磊风驰衿了表情,深深的吸了一口气,先问的便是消息来源,“谁告诉你的?”
靳潇了解磊风驰的顾虑,就跟他的想法是一样的,“‘嗥院’的玉丫头。”服侍莫霜的丫鬟之一。
闻言磊风驰露出了一脸的暖昧笑容,“玉丫头?‘嗥院’?”
“别脱离问题重心了!你管我怎的。”给磊风驰这么一刺激,靳潇又变脸了,转变的速度之快连磊风驰看了这么多次的人仍要叹为观止。
磊风驰瘦削的身子潇洒的耸了耸肩,他是知道大体的人,这毕竟是一个可以留到以后探讨的问题,略过不说自然是无所谓。
“圣衡和孟小子呀!”低吟了几声,磊风驰的意识暂时的离开了现在的场地。
“你怎么老爱叫我跟孟无拙的时候,硬是要加个‘小子’哩!”
靳潇早就想问了,只是每次都苦于时候不对。每次不是正在会议上讨论事情的时候,就是堂跟堂之间接洽事情的时候,接头没多久马上又得为了各自的事情各分西东,哪来这些个多余的空挡时间呀!
“又不是说你特别大了几岁。” 靳潇疑惑的抱怨道。
“很适合呀!”磊风驰的感觉中,靳潇和孟无拙有着很相仿的特点,只不过孟无拙始终用一张和善的笑脸面对大家,这一点倒是跟他自己很像。
“别再这么叫我了!” 靳潇第一千二百七十三次的抗议。他才不管磊风驰的感觉,不喜欢就是不喜欢,有那一个成年男子别人称为“小子”的会觉得高兴来着。
“说到圣衡与孟小子,我在在这么猜了。”不理会靳潇的喷鼻声,磊风驰径自进入正题。
“你完全不觉得奇怪吗?” 靳潇作作模样,擦去手臂上假想的鸡皮疙瘩,“他们两个都是男人唉。”
“靳小子,这你就太孤陋寡闻,连一国之尊的天子们都能好男色了,区区平凡如我们,喜欢上一个同性别的人难道不行吗?”

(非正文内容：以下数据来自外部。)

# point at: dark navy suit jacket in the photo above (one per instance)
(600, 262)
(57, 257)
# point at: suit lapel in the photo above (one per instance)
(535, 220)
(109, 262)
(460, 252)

靳潇一口含在口中的水险些全喷了出来,“我还以为你要说的是什么哩!”
“当心!别往我身上来。”磊风驰作势往后头退去。
这会儿靳潇是真想狂喷他满身口水,“你怎么说得出这一串不合常理的话来?”他用力将茶杯给掼回桌上,也不怕他的力道会大到把杯子给损碎了。
“常理?”磊风驰不屑的嗤之以鼻,“什么叫做‘常理’?”他反向靳潇提出这个问题。
呆了一下,靳潇没料到磊风驰会丢给他这么一个问题,“这连三岁小儿都知道答案的。”
磊风驰自己提出了答案,“常理。便是这个社会共同的行事原则,不合乎这些原则就是逆道而行的人,人人得而诛之,是吗?”语毕,悠闲的喝了口茶,完全不去搭理听到他这一番充满讽刺言语的靳潇的反应。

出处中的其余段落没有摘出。